Dopo i colloqui tenutosi a Vienna con i leader dei Paesi della cosiddetta “pista dei profughi dei Balcani verso l’Europa”, la Cancelliera tedesca ha sottolineato che il Continente deve “fermare l’immigrazione clandestina mentre dobbiamo mantenere vive le nostre responsabilità umanitarie”.

A tal fine “è necessario siglare degli accordi con i Paesi terzi, in particolare con quelli dell’Africa, ma anche con il Pakistan e l’Afghanistan. In questo modo diventa chiaro che chi non ha il diritto di rimanere in Europa deve tornare al Paese d’origine”, ha comunicato la Merkel ai giornalisti.

Lo scorso anno, centinaia di migliaia di persone, molti in fuga dalla guerra siriana, hanno viaggiato dalla Grecia attraverso i Balcani occidentali verso l’Europa settentrionale, nella più grande crisi dei rifugiati del continente dal 1945.

Nel mese di marzo, l’Unione Europea ha stretto un accordo con la Turchia, che ospita più di 3 milioni di rifugiati, in base al quale Ankara ha promesso di fermare il flusso verso l’Europa in cambio di miliardi di euro in aiuti.

Le difficoltà per applicare gli stessi accordi ai Balcani, in particolare dopo quello firmato tra l’UE e la Turchia, sono dovute alla richiesta di un numero sempre maggiore di persone vuole imbarcarsi e tentare di attraversare le acque dalla Libia o l’Egitto all’Italia.

 

Quest’anno, più di 300 mila rifugiati hanno attraversato il Mediterraneo secondo i dati ufficiali delle Nazioni Unite. Circa 3.500 sono morti nel tentativo di raggiungere il continente europeo.
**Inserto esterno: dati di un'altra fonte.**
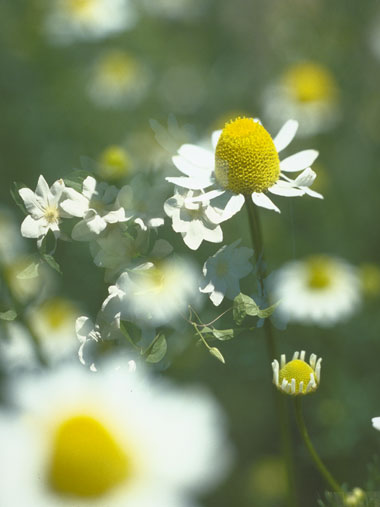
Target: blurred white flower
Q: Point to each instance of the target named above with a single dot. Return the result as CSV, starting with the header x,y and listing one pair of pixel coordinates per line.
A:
x,y
118,80
71,20
196,221
114,437
244,163
223,271
153,293
307,92
97,206
320,290
44,208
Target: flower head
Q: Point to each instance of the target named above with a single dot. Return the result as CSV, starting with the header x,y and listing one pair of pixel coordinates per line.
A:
x,y
297,377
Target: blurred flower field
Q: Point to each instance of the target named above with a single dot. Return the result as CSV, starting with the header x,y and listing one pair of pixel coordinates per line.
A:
x,y
189,253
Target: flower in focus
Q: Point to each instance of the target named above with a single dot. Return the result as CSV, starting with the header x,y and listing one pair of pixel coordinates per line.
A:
x,y
223,271
308,92
196,221
320,290
153,293
70,20
44,208
245,162
297,376
114,437
97,206
118,80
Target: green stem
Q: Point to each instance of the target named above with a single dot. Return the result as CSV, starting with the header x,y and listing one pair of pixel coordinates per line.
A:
x,y
313,453
281,407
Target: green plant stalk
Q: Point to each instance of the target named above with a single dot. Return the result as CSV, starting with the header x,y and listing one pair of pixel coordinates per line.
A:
x,y
280,402
313,453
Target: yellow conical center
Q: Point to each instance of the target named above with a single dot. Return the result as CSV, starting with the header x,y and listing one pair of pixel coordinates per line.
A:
x,y
310,82
246,159
86,460
319,272
298,370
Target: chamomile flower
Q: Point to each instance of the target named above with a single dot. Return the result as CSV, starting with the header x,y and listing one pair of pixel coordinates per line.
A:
x,y
196,221
319,290
118,80
245,163
297,377
153,293
44,206
308,92
223,271
114,437
70,20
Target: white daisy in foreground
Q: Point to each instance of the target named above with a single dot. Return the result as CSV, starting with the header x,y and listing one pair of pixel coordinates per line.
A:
x,y
319,290
98,207
196,221
44,208
153,293
307,91
70,20
245,163
297,376
111,438
223,271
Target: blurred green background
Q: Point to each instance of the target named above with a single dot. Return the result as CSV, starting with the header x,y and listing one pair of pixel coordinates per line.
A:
x,y
204,67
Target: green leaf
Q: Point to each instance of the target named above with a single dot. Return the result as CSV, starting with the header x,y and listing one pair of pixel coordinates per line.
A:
x,y
157,350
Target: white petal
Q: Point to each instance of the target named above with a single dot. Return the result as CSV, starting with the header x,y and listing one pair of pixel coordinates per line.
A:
x,y
286,135
298,161
263,201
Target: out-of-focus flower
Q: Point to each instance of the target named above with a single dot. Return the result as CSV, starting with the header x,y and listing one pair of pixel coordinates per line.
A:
x,y
297,377
97,206
71,20
118,80
196,221
223,271
244,163
320,290
114,437
307,92
44,208
153,293
114,163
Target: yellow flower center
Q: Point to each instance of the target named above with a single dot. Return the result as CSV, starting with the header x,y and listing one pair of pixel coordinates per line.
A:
x,y
310,82
298,370
320,272
246,159
86,461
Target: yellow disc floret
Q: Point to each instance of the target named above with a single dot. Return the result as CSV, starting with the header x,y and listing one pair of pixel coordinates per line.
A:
x,y
298,370
86,460
246,159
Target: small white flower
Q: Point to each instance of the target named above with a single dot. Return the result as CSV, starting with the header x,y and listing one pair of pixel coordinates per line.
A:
x,y
320,290
98,207
196,221
223,271
245,163
44,208
152,294
70,20
111,438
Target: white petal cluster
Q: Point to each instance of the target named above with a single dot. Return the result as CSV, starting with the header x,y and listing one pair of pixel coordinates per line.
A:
x,y
223,271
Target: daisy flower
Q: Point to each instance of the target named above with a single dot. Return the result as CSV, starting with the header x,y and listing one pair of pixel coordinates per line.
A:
x,y
196,221
44,206
223,271
115,437
320,290
245,163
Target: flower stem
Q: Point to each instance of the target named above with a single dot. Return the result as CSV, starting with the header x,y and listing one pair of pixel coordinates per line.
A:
x,y
313,453
281,407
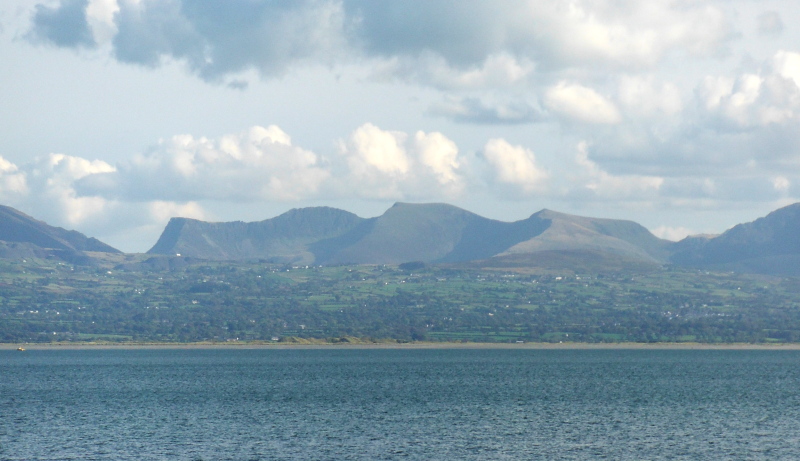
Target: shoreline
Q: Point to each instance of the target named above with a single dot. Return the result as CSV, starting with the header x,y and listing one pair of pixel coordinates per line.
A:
x,y
410,345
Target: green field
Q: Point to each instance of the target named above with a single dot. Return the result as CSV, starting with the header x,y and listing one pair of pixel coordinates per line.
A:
x,y
45,301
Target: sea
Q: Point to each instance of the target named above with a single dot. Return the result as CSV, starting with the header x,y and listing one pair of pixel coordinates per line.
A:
x,y
399,404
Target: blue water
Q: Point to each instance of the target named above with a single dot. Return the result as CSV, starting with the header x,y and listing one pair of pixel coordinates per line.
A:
x,y
265,404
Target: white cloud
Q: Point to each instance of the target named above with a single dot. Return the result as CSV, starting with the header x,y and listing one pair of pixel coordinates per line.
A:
x,y
496,71
605,185
644,96
257,164
580,103
161,211
781,183
392,165
768,97
770,23
12,180
479,111
515,165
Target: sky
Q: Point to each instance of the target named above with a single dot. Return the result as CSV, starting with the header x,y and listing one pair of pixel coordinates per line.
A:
x,y
116,115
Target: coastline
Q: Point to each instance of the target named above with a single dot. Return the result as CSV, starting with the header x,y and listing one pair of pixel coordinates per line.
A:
x,y
410,345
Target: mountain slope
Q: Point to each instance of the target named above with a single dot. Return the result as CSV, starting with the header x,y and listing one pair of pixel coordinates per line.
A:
x,y
768,245
424,232
433,233
22,235
576,233
284,238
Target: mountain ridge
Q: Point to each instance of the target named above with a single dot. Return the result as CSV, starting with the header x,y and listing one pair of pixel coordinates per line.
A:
x,y
428,232
24,236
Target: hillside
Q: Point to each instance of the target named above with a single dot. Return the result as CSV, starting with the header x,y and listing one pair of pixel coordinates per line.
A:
x,y
768,245
285,238
22,236
433,233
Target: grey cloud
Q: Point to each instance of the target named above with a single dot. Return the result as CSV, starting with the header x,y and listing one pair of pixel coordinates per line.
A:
x,y
216,39
475,110
64,25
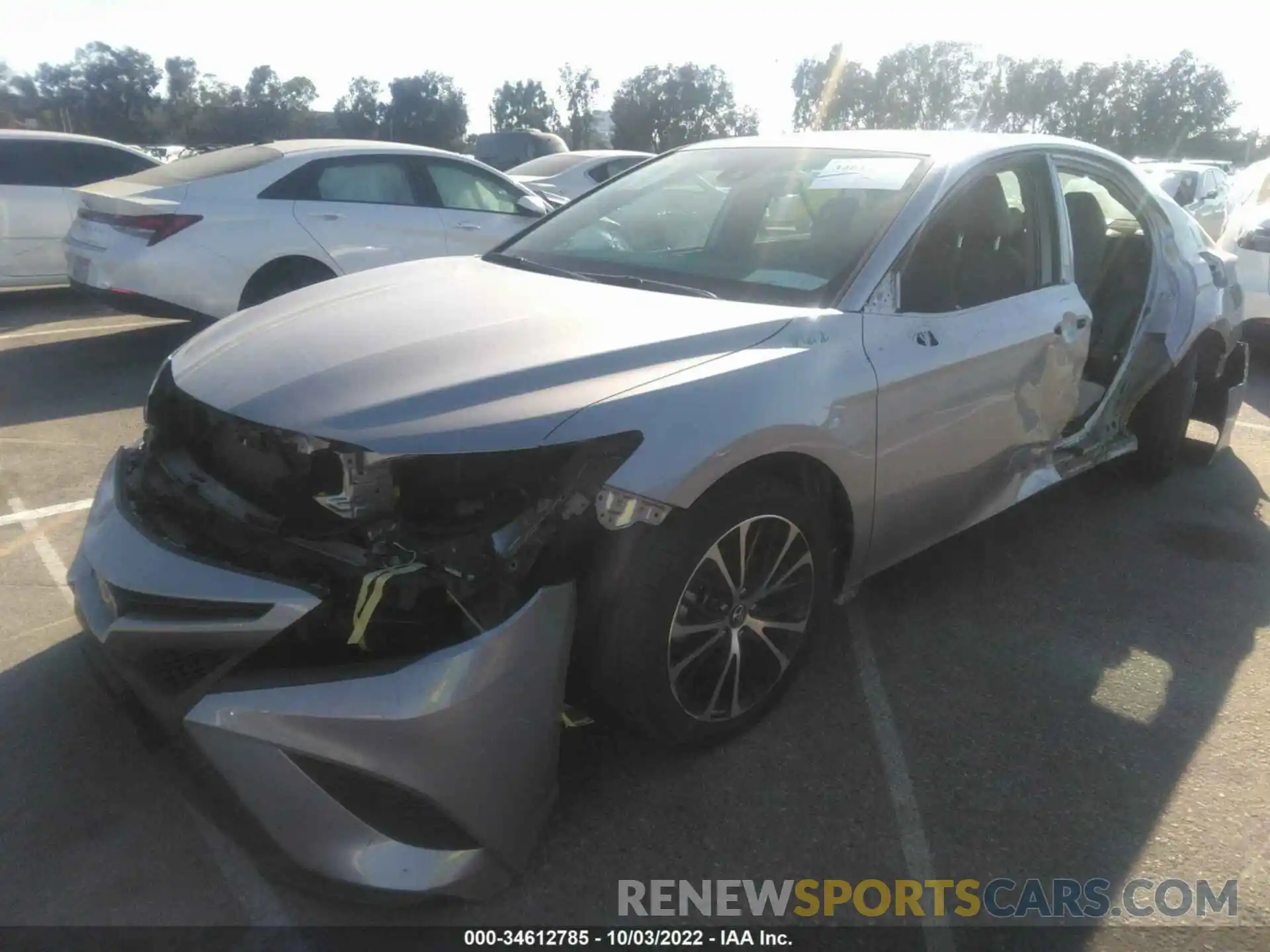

Solo venerdì scorso più di 160 persone sono annegate al largo dell’Egitto.

Parlando anche dopo l’incontro di Vienna, il Primo Ministro ungherese, Viktor Orban, ha affermato che l’UE dovrebbe istituire “un’enorme città per i rifugiati” sulla costa libica e da lì iniziare tutto il processo per la richiesta di asilo da parte dei rifugiati che arrivano dall’Africa con l’aiuto di un nuovo Governo libico.

Senza fornire molti dettagli, Orban ha voluto mettere un accento sul fatto che le frontiere esterne dell’Unione Europea dovrebbero essere sotto il “controllo globale” – compreso il confine del Mediterraneo, in cui la Libia è un Paese strumentale.

Orban, che è stato contrario alla politica “della porta aperta” della Merkel ed ha chiamato l’immigrazione “veleno”, si è rifiutato di prendere né un singolo rifugiato ai sensi del regime di ricollocazione UE.

L’Ungheria è stata ampiamente criticata per il suo modo di gestire il flusso di profughi verso l’Europa. Nel mese di luglio, Human Rights Watch ha accusato la polizia ed i soldati ungheresi per aver picchiato duramente i rifugiati ed i migranti prima di inviarli indietro attraverso il confine con la Serbia.

Nel suo rapporto, il Gruppo per i diritti umani, ha anche detto che l’Ungheria non riusciva a rispettare gli standard internazionali in materia di richiedenti asilo.